Henry Luce Foundation/ACLS Grants to Individuals in East and Southeast Asian Archaeology and Early History Dissertation Fellowships (North America) , Henry Luce Foundation/ACLS Grants to Individuals in East and Southeast Asian Archaeology and Early History Postodctoral Fellowships (North America)

Project

Emergent Complexity on the Mongolian Steppe: Mobility, Territoriality, and the Development of Early Nomadic Polities

Project

Continuity and Change in Household Life in Bronze and Iron-Age Mongolia

Department

Anthropology

Emergent Complexity on the Mongolian Steppe: Mobility, Territoriality, and the Development of Early Nomadic Polities

Through the comparative study of settlement sites, this international collaborative research project investigates the nature of the social and economic organization of Late Bronze Age (mid-second - early first millenia BCE) societies in the Khanuy River Valley, Central Mongolia so as to contribute to an evaluation of the ‘dependency’ hypothesis of sociopolitical development among mobile pastoralists. By focusing specifically on the core variables of demography, subsistence, mobility, and political economy in relation to higher degrees of sociopolitical organizations, this research project provides much needed empirical data to the ongoing theoretical discussions regarding the early development of ‘nomadic’ polities in Inner Asia. It is also anticipated that it will offer a useful case study for comparative research with other similar types of societies in other regions of the world. The anthropological objectives of this research and the methods employed, notably those of survey and settlement archaeology, are relatively new axes of research in Inner Asia in general and in Mongolia in particular. The collaborative and multidisciplinary nature of this research, as well as the training of Mongolian students in these and other field methods, are considered important components of this project.
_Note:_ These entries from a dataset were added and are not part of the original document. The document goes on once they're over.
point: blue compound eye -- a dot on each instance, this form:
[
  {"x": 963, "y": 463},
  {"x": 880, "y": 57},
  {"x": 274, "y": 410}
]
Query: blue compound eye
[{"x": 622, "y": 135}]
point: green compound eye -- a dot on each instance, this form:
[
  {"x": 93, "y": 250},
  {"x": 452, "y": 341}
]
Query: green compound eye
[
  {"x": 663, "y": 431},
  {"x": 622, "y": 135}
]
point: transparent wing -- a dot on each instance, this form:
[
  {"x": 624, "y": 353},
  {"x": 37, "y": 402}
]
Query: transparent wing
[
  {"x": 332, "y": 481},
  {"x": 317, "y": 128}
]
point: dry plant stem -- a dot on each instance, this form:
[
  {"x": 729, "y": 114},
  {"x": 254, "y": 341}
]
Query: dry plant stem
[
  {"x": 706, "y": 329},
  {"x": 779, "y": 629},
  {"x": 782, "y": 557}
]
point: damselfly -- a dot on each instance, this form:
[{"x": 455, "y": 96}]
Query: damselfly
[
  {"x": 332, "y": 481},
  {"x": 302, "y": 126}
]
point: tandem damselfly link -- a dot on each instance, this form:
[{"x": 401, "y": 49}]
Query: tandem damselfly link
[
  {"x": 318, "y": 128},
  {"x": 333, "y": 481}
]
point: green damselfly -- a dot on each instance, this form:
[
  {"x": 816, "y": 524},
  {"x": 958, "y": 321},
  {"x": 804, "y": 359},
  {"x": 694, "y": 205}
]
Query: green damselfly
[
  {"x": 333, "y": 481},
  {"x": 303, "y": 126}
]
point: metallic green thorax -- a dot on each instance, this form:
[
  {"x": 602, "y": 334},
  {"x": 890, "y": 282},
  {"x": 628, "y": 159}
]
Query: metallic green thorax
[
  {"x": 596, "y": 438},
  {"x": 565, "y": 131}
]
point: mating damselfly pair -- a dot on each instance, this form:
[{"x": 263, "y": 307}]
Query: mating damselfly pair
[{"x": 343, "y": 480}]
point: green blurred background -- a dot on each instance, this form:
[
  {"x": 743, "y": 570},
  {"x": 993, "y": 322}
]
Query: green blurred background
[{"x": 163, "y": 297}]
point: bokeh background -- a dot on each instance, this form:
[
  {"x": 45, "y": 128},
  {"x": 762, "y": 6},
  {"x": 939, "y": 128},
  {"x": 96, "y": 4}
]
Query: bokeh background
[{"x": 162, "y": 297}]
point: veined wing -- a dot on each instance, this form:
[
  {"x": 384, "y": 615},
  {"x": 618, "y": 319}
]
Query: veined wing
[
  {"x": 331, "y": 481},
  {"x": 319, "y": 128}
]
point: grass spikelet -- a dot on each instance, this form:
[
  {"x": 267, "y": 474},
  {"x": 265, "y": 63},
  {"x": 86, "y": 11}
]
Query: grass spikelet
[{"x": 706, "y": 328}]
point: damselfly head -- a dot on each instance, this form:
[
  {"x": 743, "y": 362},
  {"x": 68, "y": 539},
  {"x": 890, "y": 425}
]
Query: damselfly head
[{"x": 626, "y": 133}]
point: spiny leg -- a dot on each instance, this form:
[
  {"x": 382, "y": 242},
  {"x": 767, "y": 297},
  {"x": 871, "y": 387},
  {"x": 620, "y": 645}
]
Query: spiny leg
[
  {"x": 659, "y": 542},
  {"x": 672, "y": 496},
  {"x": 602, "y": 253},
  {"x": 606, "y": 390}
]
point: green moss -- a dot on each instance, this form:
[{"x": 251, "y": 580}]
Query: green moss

Continuity and Change in Household Life in Bronze and Iron-Age Mongolia

This project addresses an important question in the anthropological literature on nomadic pastoralism, that is, the impact of major economic and social changes on nomadic society and pastoral subsistence—a question still very pertinent today in various world regions. The project consists of a collaborative and multidisciplinary endeavor that includes archaeology, zooarchaeology, paleobotany, and geoarchaeology in order to document the transformation of the domestic economy of mobile pastoralist groups inhabiting the Khanuy Valley region of central Mongolia from the Late Bronze Age to the Iron Age period when the first state-like nomadic polity, the Xiongnu, appeared on the Eurasian steppes. The objective is to find out if and how a representative sample of households responded to and participated in the broader political and economic system. In other words, this research project evaluates continuity and change in the range, organizations, and variation of household activities as the region is incorporated into a regional-scale polity. As a result, it provides the first detailed archaeological investigation of how and to what degree the forces of economic and social change among mobile pastoralists were also played out at the local level. This in turn contributes to anthropological studies on the topic of social change in general by documenting variability in both the forms and developmental trajectories of societal complexity.